The evening’s genuine turning point arrived with Use Somebody. Those soaring vocal refrains—the very thing that had begun to feel repetitive earlier in the show—suddenly found their purpose. Tens of thousands of voices took over, and for a few minutes Bellahouston became one enormous choir. It was one of the rare occasions where the band’s restrained performance actually worked in its favour.
Ironically, the biggest disappointment came right at the end.
Sex on Fire has become both Kings of Leon’s greatest commercial triumph and, arguably, their artistic burden. Watching thousands instinctively lift their phones as the opening riff rang out felt entirely predictable. It remains a colossal anthem…
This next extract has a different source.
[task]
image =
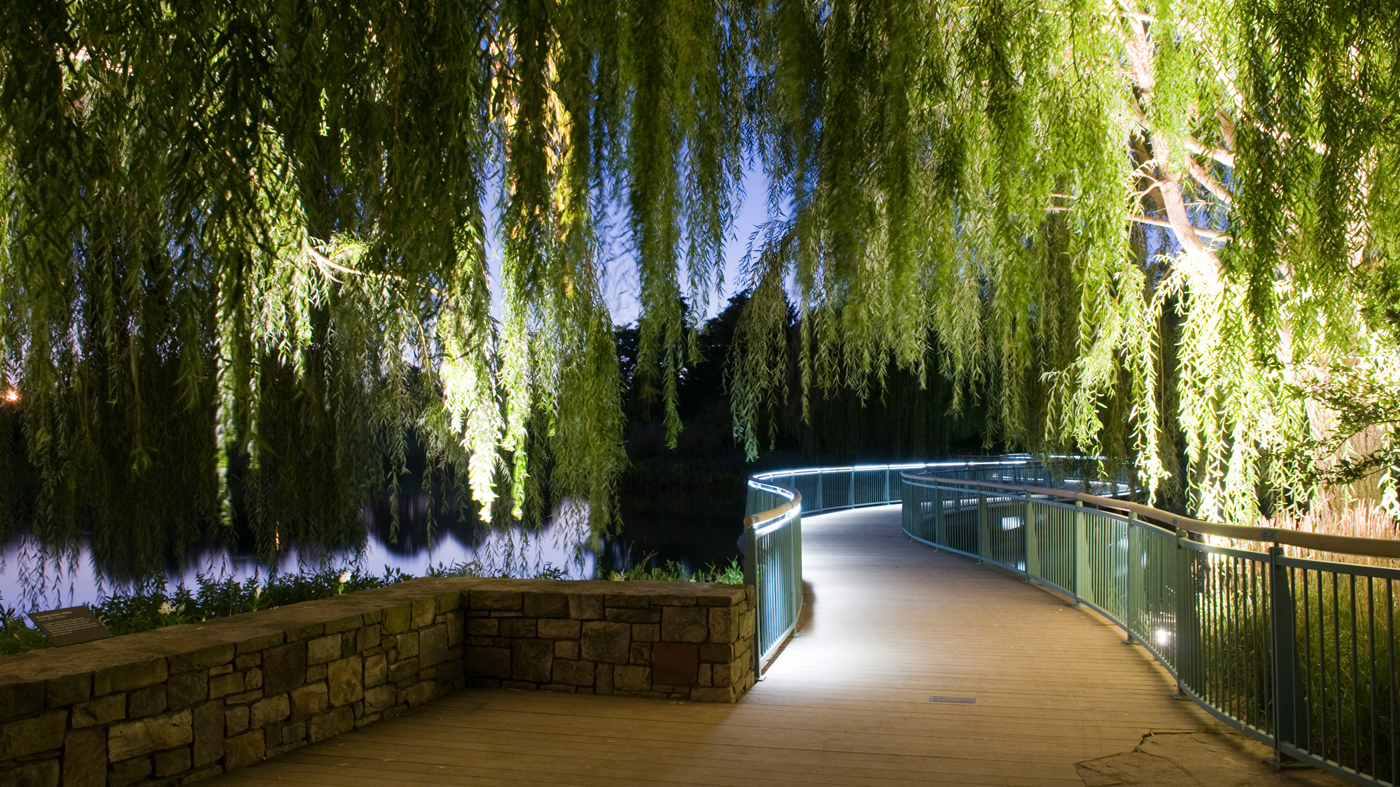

But that’s precisely the problem.
For a band with a catalogue as rich as Kings of Leon’s, ending every show with the song that transformed them from respected rock band into global pop phenomenon feels increasingly unimaginative. It’s the safe choice rather than the brave one. You leave remembering the singalong instead of the band.
This wasn’t a return to the hungry, volatile Kings of Leon who once made Youth & Young Manhood and Aha Shake Heartbreak. Nor was it a cynical greatest-hits package from musicians going through the motions. It sat awkwardly somewhere in between: a hugely accomplished band balancing artistic credibility against the expectations that come with having one of the biggest rock hits of the 21st century.
The songs are still there. The craftsmanship remains undeniable. But the danger, the swagger and the unpredictable spark that once made Kings of Leon feel essential now surfaces only in flashes.
Bellahouston got exactly what it paid for: a polished stadium show packed with hits. It just never quite felt like witnessing a great rock band at full stretch.